Après cette observation, je reviens à la comparaison que j’ai faite d’un cours de la science universelle à une grande avenue à l’entrée de laquelle il se présente une foule de sujets qui crient tous à la fois : « Instruction, instruction ! Nous ne savons rien ; qu’on nous apprenne. »

La première chose que je me dis à moi-même, c’est que tous ne sont ni capables ni destinés à suivre cette longue avenue jusqu’au bout.

Les uns iront jusqu’ici ; d’autres jusque-là ; quelques-uns un peu plus loin ; mais à mesure qu’ils avanceront, le nombre diminuera.

Quelle sera donc la première leçon que je leur donnerai ? la réponse n’est pas difficile. Celle qui leur convient à tous, quelle que soit la condition de la société qu’ils embrassent.

Quelle sera la seconde ? Celle qui, d’une utilité un peu moins générale, conviendra au nombre de ceux qui me resteront.

Et la troisième, celle qui, moins utile encore que la précédente, conviendra au nombre moins grand de ceux qui m’auront suivi jusqu’ici.

Et ainsi de suite jusqu’au bout de la carrière, l’utilité de l’enseignement diminuant à mesure que le nombre de mes auditeurs diminue.
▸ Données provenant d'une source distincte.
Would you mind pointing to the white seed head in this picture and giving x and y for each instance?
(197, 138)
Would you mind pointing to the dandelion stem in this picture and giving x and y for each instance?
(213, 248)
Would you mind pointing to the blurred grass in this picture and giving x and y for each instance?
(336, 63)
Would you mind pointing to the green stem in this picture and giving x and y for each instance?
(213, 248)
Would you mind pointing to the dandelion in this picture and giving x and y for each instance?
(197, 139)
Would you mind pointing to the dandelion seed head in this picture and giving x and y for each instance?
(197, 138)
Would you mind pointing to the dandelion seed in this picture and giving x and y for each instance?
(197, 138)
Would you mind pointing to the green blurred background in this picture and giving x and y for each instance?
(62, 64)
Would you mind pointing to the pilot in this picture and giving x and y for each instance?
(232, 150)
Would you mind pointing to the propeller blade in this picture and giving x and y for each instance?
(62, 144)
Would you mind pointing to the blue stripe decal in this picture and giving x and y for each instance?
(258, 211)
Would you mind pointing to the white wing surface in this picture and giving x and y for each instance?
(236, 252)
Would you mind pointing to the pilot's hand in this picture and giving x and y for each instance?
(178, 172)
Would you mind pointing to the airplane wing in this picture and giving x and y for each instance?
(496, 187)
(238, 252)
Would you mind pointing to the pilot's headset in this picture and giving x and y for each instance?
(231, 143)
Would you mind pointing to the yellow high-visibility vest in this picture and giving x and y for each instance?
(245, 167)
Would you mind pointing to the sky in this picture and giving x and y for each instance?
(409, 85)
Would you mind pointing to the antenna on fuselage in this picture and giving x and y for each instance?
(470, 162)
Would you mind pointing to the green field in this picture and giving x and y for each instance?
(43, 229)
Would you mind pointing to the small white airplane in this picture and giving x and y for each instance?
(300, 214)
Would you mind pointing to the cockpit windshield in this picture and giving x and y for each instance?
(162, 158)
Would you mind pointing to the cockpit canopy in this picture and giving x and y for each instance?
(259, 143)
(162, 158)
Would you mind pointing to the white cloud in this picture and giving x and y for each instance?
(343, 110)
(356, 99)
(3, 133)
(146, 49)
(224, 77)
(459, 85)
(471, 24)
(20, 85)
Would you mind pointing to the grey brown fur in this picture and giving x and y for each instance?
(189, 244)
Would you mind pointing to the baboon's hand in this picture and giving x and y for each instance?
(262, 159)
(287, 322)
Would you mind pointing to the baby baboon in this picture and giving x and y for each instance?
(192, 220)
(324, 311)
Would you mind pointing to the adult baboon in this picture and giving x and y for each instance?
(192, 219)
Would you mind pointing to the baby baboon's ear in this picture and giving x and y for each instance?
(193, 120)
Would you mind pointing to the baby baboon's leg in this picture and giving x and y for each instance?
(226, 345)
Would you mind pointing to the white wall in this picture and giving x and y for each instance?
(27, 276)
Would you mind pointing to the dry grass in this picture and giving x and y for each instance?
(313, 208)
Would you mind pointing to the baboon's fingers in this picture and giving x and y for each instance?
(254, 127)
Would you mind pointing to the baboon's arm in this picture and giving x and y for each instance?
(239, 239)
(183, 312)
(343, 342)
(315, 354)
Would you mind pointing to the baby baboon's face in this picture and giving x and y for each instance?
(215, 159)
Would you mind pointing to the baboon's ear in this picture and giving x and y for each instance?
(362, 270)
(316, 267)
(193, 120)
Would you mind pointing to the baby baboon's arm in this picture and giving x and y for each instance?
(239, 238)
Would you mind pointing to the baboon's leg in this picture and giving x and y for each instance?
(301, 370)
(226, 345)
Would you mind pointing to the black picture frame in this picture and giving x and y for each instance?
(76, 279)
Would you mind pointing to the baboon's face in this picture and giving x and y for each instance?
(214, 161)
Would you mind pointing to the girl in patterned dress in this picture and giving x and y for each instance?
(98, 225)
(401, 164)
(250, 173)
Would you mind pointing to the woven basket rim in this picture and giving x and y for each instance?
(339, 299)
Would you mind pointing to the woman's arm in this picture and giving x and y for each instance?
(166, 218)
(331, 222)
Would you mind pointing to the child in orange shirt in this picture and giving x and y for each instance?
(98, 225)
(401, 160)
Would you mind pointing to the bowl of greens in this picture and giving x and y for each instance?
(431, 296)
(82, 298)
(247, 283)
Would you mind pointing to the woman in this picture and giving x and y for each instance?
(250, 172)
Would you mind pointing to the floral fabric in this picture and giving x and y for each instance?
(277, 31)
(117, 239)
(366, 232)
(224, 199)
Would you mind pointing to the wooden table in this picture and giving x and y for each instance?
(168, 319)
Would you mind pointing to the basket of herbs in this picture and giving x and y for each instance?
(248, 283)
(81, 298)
Je classerai les sciences et les études, comme notre historien naturaliste, M. de Buffon, a classé les animaux, comme il eût classé les minéraux et les végétaux. Il a parlé d’abord du bœuf, l’animal qu’il nous importe le plus de bien connaître ; ensuite du cheval ; puis de l’âne, du mulet, du chien ; le loup, l’hyène, le tigre, la panthère, occupent d’après sa méthode un rang d’autant plus éloigné dans la science, qu’ils sont plus loin de nous dans la nature, et que nous en avons eu moins d’avantages à tirer ou moins de dommages à craindre.

Qu’en arrivera-t-il ? C’est que celui qui n’aura pas eu la force ou le courage de suivre la carrière de l’université jusqu’à la fin, plus tôt il l’abandonnera, et moins les connaissances qu’il laissera en arrière, plus celles qu’il emportera, lui étaient nécessaires.